N.I.K.S and Dr. Leah Totton: Industry Face Off?
N.I.K.S and Dr. Leah Totton
This year’s Apprentice final proved to be a nail biting culmination of passionate pitching and hot headed business strategy. In the past, Lord Sugar has expressed interest in the beauty sector, and Dr. Leah Totton’s proposition provided him with the perfect opportunity. Giving credit where it’s due, Dr. Leah is a a forceful public speaker with clear leadership qualities. However, viewing the N.I.K.S concept under the lens of “quick profit” did not endear her to public opinion, nor did her lack of warmth in front of the camera. Certainly, choosing a practitioner is a sensitive area for consumers, who want qualities of passion, skill and knowledge to take precedence over hunger for revenue.

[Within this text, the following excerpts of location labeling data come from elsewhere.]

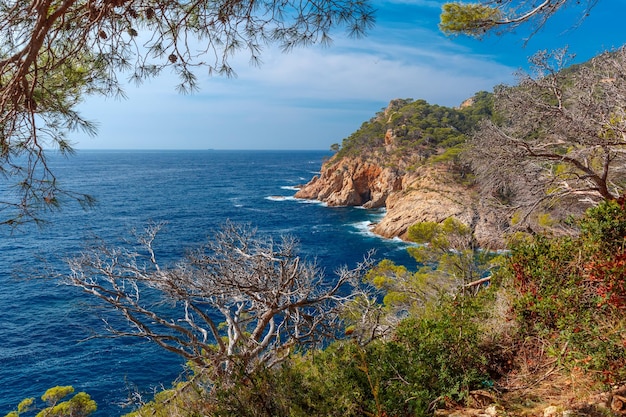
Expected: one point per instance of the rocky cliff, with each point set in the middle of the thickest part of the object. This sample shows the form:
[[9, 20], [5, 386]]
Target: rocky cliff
[[429, 193], [404, 159]]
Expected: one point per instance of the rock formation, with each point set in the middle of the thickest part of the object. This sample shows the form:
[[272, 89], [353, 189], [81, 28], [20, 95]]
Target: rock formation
[[426, 194]]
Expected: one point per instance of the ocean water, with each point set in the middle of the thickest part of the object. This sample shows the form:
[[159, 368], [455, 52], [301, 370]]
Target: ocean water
[[45, 327]]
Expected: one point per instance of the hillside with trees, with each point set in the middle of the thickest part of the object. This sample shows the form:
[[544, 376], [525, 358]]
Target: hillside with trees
[[537, 329]]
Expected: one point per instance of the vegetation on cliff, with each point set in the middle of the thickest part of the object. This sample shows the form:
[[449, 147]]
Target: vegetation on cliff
[[550, 314], [416, 130]]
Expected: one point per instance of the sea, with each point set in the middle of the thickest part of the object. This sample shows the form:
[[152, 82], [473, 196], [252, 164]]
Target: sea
[[46, 327]]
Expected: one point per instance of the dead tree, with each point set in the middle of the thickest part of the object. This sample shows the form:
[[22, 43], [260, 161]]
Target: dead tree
[[559, 135], [241, 300]]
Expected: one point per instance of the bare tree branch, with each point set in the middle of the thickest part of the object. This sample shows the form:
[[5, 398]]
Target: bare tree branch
[[241, 298]]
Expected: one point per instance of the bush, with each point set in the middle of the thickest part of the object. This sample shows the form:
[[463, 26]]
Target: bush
[[572, 292]]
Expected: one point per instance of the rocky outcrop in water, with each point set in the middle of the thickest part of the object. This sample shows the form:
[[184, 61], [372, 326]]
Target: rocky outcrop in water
[[426, 194], [352, 182]]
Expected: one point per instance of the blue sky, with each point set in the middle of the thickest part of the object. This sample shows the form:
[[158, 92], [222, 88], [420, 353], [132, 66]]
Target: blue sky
[[313, 97]]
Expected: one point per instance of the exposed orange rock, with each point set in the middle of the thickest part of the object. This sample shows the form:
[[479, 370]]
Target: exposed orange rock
[[426, 194]]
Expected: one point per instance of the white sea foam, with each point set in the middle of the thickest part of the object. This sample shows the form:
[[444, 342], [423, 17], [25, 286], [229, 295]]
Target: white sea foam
[[365, 228], [279, 198]]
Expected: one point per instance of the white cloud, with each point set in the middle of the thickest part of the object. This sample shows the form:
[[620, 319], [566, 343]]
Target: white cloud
[[306, 99]]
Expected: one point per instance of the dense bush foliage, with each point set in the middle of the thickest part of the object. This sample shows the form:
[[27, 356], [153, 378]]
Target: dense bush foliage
[[571, 292], [565, 294], [56, 404]]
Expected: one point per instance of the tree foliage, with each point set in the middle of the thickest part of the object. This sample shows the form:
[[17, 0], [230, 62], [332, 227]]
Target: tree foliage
[[570, 293], [241, 302], [55, 52], [561, 134], [419, 129], [477, 19]]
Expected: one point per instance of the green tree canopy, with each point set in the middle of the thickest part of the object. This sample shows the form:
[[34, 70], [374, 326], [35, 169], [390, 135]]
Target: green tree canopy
[[55, 52], [479, 18]]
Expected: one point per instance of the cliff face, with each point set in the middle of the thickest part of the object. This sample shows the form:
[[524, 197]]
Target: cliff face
[[352, 182], [426, 194]]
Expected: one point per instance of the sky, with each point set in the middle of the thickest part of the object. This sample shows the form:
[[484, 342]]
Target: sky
[[312, 97]]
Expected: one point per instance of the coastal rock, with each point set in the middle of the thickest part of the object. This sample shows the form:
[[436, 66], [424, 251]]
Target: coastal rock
[[426, 194], [352, 182]]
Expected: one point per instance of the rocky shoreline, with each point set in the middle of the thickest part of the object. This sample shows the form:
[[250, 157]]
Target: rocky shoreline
[[428, 193]]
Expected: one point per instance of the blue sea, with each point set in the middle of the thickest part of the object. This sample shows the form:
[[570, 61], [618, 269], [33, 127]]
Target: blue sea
[[43, 325]]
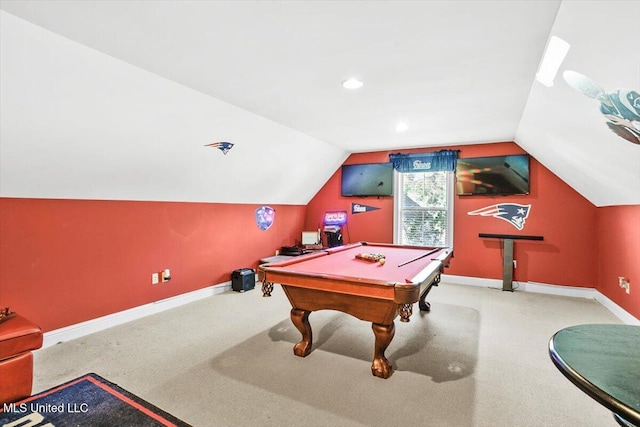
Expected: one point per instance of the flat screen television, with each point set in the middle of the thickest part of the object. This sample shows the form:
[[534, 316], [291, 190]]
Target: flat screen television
[[369, 179], [493, 176]]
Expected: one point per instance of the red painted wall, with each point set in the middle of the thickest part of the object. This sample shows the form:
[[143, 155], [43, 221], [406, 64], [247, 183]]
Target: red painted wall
[[618, 232], [565, 219], [68, 261]]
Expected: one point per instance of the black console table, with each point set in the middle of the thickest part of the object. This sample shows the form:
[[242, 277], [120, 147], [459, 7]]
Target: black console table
[[507, 262]]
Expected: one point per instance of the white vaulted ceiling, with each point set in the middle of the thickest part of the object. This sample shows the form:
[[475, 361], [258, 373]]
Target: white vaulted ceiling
[[457, 72]]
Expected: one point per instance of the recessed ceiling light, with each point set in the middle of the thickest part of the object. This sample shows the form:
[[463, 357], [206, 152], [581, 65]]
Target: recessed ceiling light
[[401, 127], [352, 84]]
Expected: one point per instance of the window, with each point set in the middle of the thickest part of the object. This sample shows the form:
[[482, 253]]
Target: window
[[424, 208]]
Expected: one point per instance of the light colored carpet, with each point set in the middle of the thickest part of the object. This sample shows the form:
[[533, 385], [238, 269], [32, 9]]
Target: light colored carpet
[[479, 358]]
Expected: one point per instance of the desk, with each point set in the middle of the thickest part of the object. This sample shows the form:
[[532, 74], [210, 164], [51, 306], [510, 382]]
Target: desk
[[334, 279], [603, 360], [507, 260]]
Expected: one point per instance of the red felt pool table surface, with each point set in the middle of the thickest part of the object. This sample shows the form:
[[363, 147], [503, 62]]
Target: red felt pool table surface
[[342, 261], [335, 279]]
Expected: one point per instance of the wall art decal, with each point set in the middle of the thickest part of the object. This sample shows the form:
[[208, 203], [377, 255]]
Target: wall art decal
[[620, 107], [514, 213], [358, 208], [222, 146], [264, 217]]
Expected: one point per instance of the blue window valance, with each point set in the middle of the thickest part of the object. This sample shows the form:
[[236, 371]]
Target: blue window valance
[[443, 160]]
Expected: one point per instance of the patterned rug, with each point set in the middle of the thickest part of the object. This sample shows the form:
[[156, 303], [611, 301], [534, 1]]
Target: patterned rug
[[90, 401]]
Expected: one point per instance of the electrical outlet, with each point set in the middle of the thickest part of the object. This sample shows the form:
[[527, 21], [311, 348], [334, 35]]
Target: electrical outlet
[[624, 283]]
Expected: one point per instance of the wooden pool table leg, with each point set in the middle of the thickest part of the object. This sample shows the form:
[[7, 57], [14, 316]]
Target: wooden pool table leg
[[424, 305], [381, 367], [300, 319]]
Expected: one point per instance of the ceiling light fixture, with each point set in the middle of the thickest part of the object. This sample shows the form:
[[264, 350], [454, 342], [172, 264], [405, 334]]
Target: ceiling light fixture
[[352, 84], [553, 57]]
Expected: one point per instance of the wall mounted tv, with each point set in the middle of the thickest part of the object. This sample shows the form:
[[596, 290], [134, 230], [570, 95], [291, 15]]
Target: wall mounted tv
[[369, 179], [493, 176]]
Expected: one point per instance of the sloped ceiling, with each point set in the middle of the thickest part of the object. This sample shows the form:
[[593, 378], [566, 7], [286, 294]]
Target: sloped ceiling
[[458, 72]]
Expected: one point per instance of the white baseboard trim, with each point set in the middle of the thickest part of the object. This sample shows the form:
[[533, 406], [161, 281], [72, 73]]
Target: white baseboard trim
[[543, 288], [94, 325]]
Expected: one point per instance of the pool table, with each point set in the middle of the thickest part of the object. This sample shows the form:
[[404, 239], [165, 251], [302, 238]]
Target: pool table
[[374, 291]]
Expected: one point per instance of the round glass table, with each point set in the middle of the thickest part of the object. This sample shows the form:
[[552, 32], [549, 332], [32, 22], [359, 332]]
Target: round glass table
[[603, 360]]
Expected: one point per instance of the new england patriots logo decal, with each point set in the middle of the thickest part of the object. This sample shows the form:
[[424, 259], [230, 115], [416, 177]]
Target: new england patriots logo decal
[[514, 213], [222, 146]]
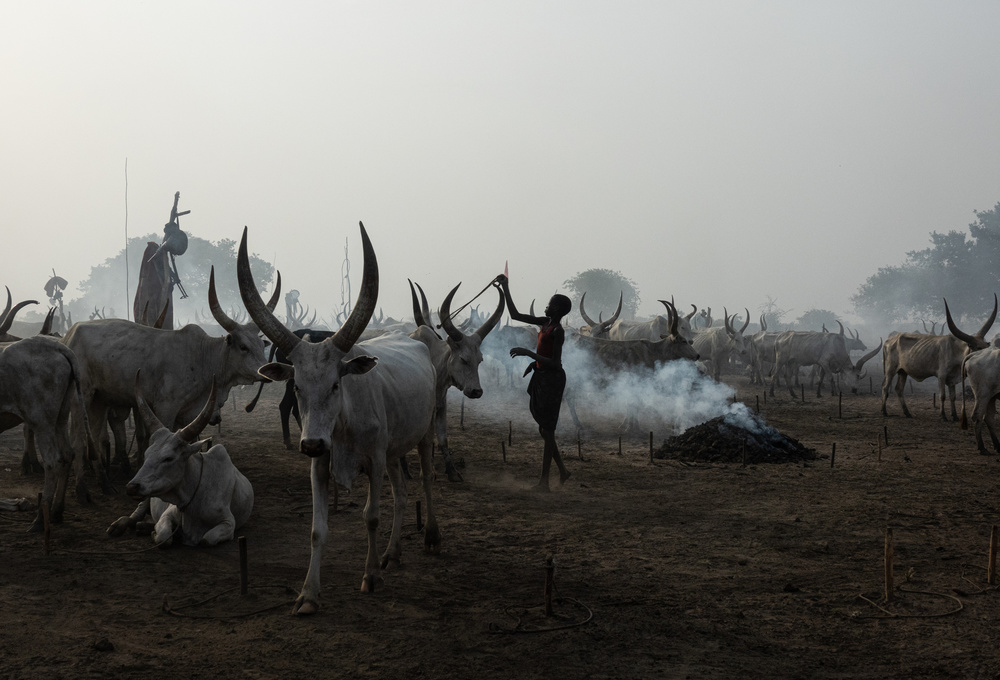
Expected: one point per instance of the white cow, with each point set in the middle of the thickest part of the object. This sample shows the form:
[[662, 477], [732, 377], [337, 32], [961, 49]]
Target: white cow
[[200, 497], [363, 408]]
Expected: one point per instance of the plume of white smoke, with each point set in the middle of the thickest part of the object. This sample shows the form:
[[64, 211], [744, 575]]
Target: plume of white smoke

I really admire Dr. Leah’s tenacity in securing her vision for competitively priced treatments available to consumers of average means, although she needs to rethink the structure of her business in order to stay ahead of the game. No business can compete on price points alone, and a broader, more innovative range of treatment options must be considered if her chain of clinics are to attract a steady flow of customers.
This brings me to Dr. Leah’s resume. She may be a doctor, but lacks hands on experience in the field of aesthetic medicine. Throughout the programme, it became evident that she had not spent a significant amount of time learning her craft or managing the day-to-day runnings of a clinic. I would be interested to know if she has received any product training, and whether she has been mentored at any length by others in the industry. Had she entered the competition with several years of work experience behind her, Lord Sugar would have had a much more viable business proposition to work with.
More interesting, however, are the opinions of several high profile TV doctors who have waded into the furore surrounding Thursday night’s triumph. In contrast to Dr. Leah, many of these doctors have had the advantage of media training, using careful language that conveys knowledge of their chosen field and concern for the job at hand. Dr. Nigel Mercer, former chairman of BAAPS, is less than enthusiastic about Lord Sugar’s latest apprentice:
“She may have done a few weeks’ training in aesthetic medicine, but that is simply not enough. It may not be quite as dangerous as putting a hairdresser in charge of cosmetic surgery, but it is still putting patients at risk. She is using Lord Sugar as a marketing tool to get her business going. This industry is very saturated, and this show has just given her a big leg up.”
Whilst I agree that Dr. Leah needs to work on several areas, deeming her as a “risk” is a harsh indictment. As she herself states, she intends to employ qualified personnel to administer treatments in her clinics, and is committed to her own personal development and training. Also, I take issue with the way that her case is being used a platform for medical professionals to criticise, rather than support, new entrants into the industry – generating headlines for themselves in the process. Thus far, Dr. Leah has clearly rattled those who have been drawn into a game of ‘carpet bagging’: pre-emptively denouncing potential competitors in a highly lucrative trade.
Several months ago, we saw the same group publicly denounce the performance of aesthetics treatments by “non-medical practitioners” – i.e. those without a degree in medicine, which Dr. Leah has. It’s important to note that such practitioners include highly trained medical aestheticians and skin specialists throughout the UK, many of whom have decades of experience in the practice, training and administration of injectable dermal fillers.
The truth is, however, that no amount of training or knowledge can substitute innate skill and talent. Over the years, I have come into contact with clients who have suffered poor results from across the spectrum – from minimally trained therapists to fully accredited, highly published cosmetic surgeons. The relatively recent media poster child for this problem has been Alicia Douvall – a British model who underwent over 300 cosmetic surgeries throughout the course of her 20s. Such cases are stark testimony to the fact that, no matter how impressive a professional appears on paper, ethics and character are paramount, as are restraint and good judgement – particularly when money is involved.
Personally, I hope that Dr. Leah finds out what makes her tick about the world of aesthetics; whether it’s training, education, or improving someone’s quality of life. Lord Sugar, in turn, must accept that every procedure carries a degree of risk – and that proper protocols must be put in place in order to ensure that consumers are well informed, and that N.I.K.S is a safe and enjoyable place to visit.